Portret użytkownika Alena

Do  Ej_Gosciu    Znajdujemy

Do  Ej_Gosciu    Znajdujemy sie tutaj na plaszczyznie istnienia,ktora jest odbierana w trzech wymiarach.    Na tym poziomie MYSL jest przez nas widziana w trojwymiarowej formie zwanej MATERIA. Ta plaszczyzna istnienia posiada gestosc materii,poniewaz czestotliwosc mysli =MYSL rozwinela sie najpierw w czestosc wibracyja,zwana SWIATLEM,ktora pozniej zostala obnizona aby przeksztalcic sie w ELEKTRUM i nastepnie w MATERIE,zeby stac sie "fizycznoscia"/forma/ tego poziomu.Tak wiec materia na tym poziomie jest Swiatlem,ktorego czestotliwosc zostala obnizona do jego najgestszej formy. Wszystko na tym poziomie wibruje z ta sama czestotliwoscia ,czyli zarowno nasze ciala ,jak tez sciana domu ,olowek rower itd.Jestesmy swiadomi tego poziomu istnienia, tych czestotliwosci,bo zmysly naszego ciala wlasnie tak zostaly zaprojektowane,zebysmy mogli odbierac najnizsza czestotliwosc Swiatla ,zwana Materia. W SWOJEJ  ESENCJI,jestesmy ENERGIA SWIATLA,ktora wibruje szybciej niz materia,wiec gdybysmy nie posiadali fizycznego ciala,przenikalibysmy te plaszczyzne istnienia np.sciany. To wlasnie dzieki posiadanemu cialu,dzieki jego gestosci i organom zmyslow, mozemy doswiadczac ,eksplorowac i zaglebiac sie w materialnosc tego wymiaru. Serdecznie Cie pozdrawiam i jednoczesnie dziekuje za twoja wypowiedz.

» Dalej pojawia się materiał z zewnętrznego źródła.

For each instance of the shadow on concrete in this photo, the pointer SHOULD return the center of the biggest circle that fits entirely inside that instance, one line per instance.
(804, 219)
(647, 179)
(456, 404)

Portret użytkownika Roobaczkowa

O ile się te ręce i nogi

O ile się te ręce i nogi rzeczywiście ma, a nie jest się jedynie formą skomplikowanego programu komputerowego.  To częsty motyw w książkach Lema. On jednak najczęściej pisał o życiu w  świecie ,,udoskonalonym" aż nie do poznania- aż do poziomu nierozpoznawalności, dzięki wykorzystaniu specyficznych związków chemicznych. To było zwykle takie rozwiązanie na problemy utrudniające realne życie przy nadmiernej liczbie mieszkańcow Ziemi. Tam ( w ,,matriksie" Lema) budziłeś się nie podłączony do komputera ale wiszący w ciasnej klatce w tanim tandetnym pomieszczeniu. Uwielbiam ,,Kongres futurologiczny". Genialna ksiażka i zaskakująca. Po przeczytaniu pierwszej połowy jesteś totalnie znudzony. Po rozpoczeciu drugiej jesteś już  zafascynowany treścią. Napięcie i poziom absurdu stale rośnie. Gdy kończysz książkę okazuje się, że nie ma w niej ani jednego zbędnego zdania, ani jednej niepotrzebnej myśli. Wszystko tworzy idealną całość, a twoje mięśnie brzucha tak Cię bolą od śmiechu jakbyś od tygodnia pracował w kamieniołomie.